Secara umum tujuan program adalah terciptanya masyarakat sejahtera melalui transformasi perpustakaan berbasis inklusi sosial sedangkan secara khusus untuk meningkatkan kualitas layanan perpustakaan; meningkatkan penggunaan layanan oleh masyarakat sesuai dengan kebutuhan masyarakat; dan membangun komitmen dan dukungan stakeholder untuk transformasi perpustakaan yang berkelanjutan.
Strategi yang dapat ditempuh adalah: pertama, peningkatan kualitas layanan informasi melalui koleksi bahan pustaka, computer, dan internet; kedua, memfasilitasi kegiatan (pelibatan masyarakat) sesuai kebutuhan masyarakat; dan ketiga, melakukan advokasi dan kemitraan untuk membangun dukungan dan mendorong keberlanjutan program termasuk menjalin kolaborasi.
Selain itu, penting juga memahami prinsip dalam gerakan literasi inklusif yaitu: terbuka bagi siapapun termasuk kelompok disabilitas, lansia, perempuan, dan kelompok rentan lainnya yang belum pernah dijangkau; menghargai keragaman; dilaksanakan secara berimbang; menggunakan berbagai ragam teks-visual-audio dan memperhatikan kebutuhan masyarakat yang bisa jadi setiap tempat dan waktu berbeda; berlangsung secara terintegrasi dan holistik; dilakukan secara berkelanjutan; dan sebagainya.

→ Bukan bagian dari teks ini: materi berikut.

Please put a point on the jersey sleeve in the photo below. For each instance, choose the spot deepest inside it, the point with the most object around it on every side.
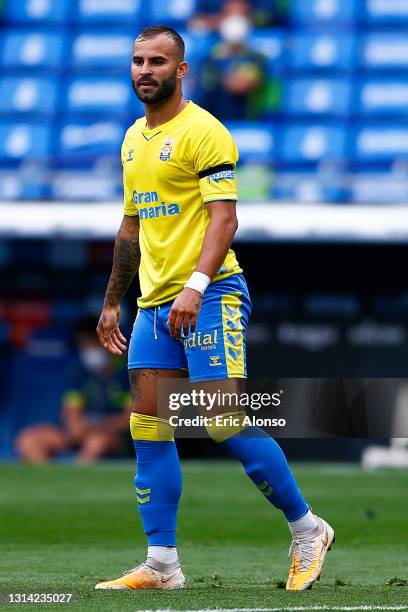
(129, 209)
(215, 159)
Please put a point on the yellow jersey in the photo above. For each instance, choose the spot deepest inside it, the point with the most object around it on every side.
(170, 173)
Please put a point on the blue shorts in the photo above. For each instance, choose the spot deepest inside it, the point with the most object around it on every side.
(215, 351)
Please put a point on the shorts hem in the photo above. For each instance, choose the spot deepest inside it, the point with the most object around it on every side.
(156, 366)
(216, 377)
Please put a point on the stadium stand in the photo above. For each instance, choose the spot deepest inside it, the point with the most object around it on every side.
(336, 93)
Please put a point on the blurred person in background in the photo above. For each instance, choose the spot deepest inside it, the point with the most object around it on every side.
(233, 76)
(265, 13)
(95, 410)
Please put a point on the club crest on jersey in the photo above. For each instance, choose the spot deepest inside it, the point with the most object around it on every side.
(167, 149)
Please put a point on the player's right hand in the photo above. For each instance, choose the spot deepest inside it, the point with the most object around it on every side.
(109, 333)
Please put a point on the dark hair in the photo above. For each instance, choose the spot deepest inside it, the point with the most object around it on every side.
(153, 31)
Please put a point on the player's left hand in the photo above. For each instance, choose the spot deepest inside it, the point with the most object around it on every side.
(184, 312)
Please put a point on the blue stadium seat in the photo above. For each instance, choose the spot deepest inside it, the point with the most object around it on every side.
(383, 96)
(109, 11)
(19, 185)
(384, 143)
(33, 49)
(170, 11)
(385, 50)
(379, 12)
(269, 43)
(21, 140)
(317, 96)
(102, 49)
(323, 51)
(33, 11)
(86, 95)
(379, 186)
(89, 139)
(255, 141)
(313, 143)
(45, 363)
(320, 12)
(304, 186)
(87, 186)
(28, 95)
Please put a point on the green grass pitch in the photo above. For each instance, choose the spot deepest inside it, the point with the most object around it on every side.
(64, 527)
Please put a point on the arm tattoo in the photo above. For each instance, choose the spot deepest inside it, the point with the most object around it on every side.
(126, 260)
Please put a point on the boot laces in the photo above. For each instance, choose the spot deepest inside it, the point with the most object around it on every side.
(306, 552)
(133, 569)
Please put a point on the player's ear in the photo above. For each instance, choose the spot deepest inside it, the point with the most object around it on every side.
(182, 69)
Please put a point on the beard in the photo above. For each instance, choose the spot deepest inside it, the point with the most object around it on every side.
(163, 92)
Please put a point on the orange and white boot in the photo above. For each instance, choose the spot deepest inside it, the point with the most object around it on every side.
(149, 575)
(308, 552)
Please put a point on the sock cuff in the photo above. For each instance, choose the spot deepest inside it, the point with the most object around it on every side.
(153, 429)
(224, 426)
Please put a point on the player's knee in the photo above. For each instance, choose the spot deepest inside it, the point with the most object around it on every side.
(150, 428)
(223, 426)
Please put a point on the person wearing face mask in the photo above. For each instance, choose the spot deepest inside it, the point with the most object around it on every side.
(232, 77)
(95, 409)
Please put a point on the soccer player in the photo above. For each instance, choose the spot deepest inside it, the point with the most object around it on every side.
(179, 221)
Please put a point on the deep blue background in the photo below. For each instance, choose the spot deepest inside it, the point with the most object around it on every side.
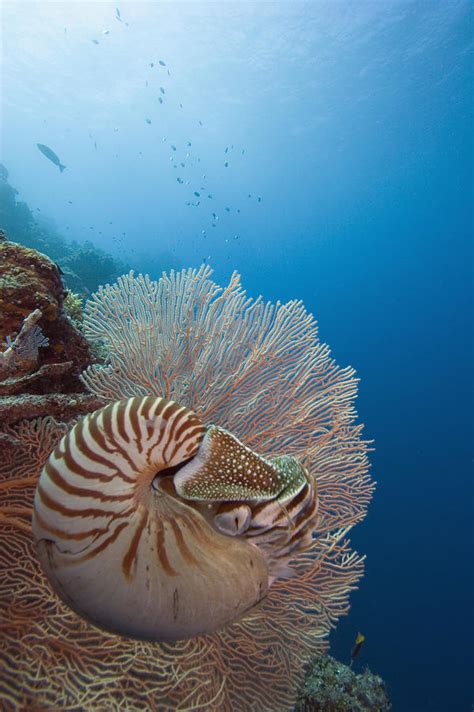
(356, 122)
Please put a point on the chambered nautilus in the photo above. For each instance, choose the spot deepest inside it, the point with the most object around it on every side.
(153, 525)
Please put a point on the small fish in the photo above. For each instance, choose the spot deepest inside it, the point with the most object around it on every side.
(356, 649)
(49, 153)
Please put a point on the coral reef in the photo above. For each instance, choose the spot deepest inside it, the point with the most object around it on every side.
(30, 282)
(84, 265)
(21, 354)
(260, 370)
(331, 686)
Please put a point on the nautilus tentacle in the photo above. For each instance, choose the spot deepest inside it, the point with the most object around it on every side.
(154, 526)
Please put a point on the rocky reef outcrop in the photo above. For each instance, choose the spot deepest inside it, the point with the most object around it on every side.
(43, 350)
(331, 686)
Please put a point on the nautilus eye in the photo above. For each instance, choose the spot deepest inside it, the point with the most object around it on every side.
(153, 526)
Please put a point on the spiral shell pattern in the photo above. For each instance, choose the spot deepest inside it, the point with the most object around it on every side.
(120, 546)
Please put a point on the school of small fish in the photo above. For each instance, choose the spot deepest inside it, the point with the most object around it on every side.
(181, 157)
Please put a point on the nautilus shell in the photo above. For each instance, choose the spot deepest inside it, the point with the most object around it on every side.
(153, 525)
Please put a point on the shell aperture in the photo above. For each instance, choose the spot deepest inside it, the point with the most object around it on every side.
(125, 550)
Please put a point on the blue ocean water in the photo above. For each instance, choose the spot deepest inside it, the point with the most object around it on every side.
(339, 137)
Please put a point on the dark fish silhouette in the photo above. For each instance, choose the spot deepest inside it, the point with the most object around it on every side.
(46, 151)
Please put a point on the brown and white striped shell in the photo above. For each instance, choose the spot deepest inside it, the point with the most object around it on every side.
(153, 526)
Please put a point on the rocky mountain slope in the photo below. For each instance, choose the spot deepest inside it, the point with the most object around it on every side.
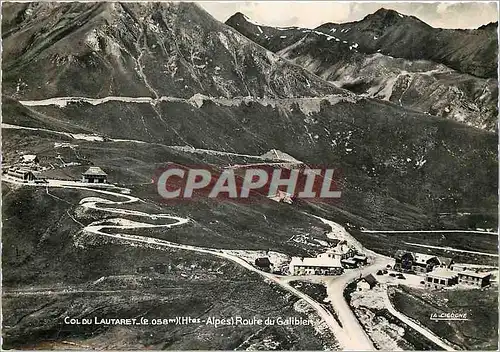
(387, 55)
(131, 49)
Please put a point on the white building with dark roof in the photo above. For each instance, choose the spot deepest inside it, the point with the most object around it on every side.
(94, 175)
(323, 264)
(440, 278)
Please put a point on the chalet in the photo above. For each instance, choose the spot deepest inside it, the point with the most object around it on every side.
(29, 159)
(22, 174)
(367, 283)
(440, 278)
(263, 263)
(342, 251)
(323, 264)
(419, 263)
(94, 175)
(349, 263)
(473, 278)
(360, 259)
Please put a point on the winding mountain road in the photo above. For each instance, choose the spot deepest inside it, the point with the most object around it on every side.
(98, 228)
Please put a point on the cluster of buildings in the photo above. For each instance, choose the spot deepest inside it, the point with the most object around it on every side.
(439, 272)
(27, 169)
(331, 262)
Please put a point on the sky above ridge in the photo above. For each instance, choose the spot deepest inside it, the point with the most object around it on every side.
(314, 13)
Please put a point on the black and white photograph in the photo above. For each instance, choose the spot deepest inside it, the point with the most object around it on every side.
(249, 175)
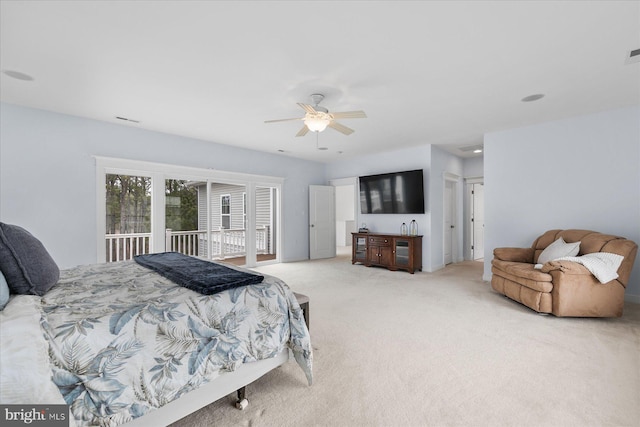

Diperlukan parameter pembangunan perpustakaan berbasis inklusif sosial sehingga akan terlihat sejauh mana komitmen Pemerintah dalam mendorong penguatan literasi, inovasi dan kreatifitas sehingga tercipta kesejahteraan masyarakat. Pertama, pemerataan layanan perpustakaan berbasis inklusi sosial di masyarakat; kemudahan akses informasi dan pengetahuan bagi masyarakat. Kedua, tenaga perpustakaan yang kompeten, kreatif dan responsif terhadap kebutuhan masyarakat. Ketiga, transformasi pengetahuan berbasis koleksi dan program perpustakaan untuk masyarakat; dan komitmen dan dukungan stakeholders untuk transformasi perpustakaan berkelanjutan.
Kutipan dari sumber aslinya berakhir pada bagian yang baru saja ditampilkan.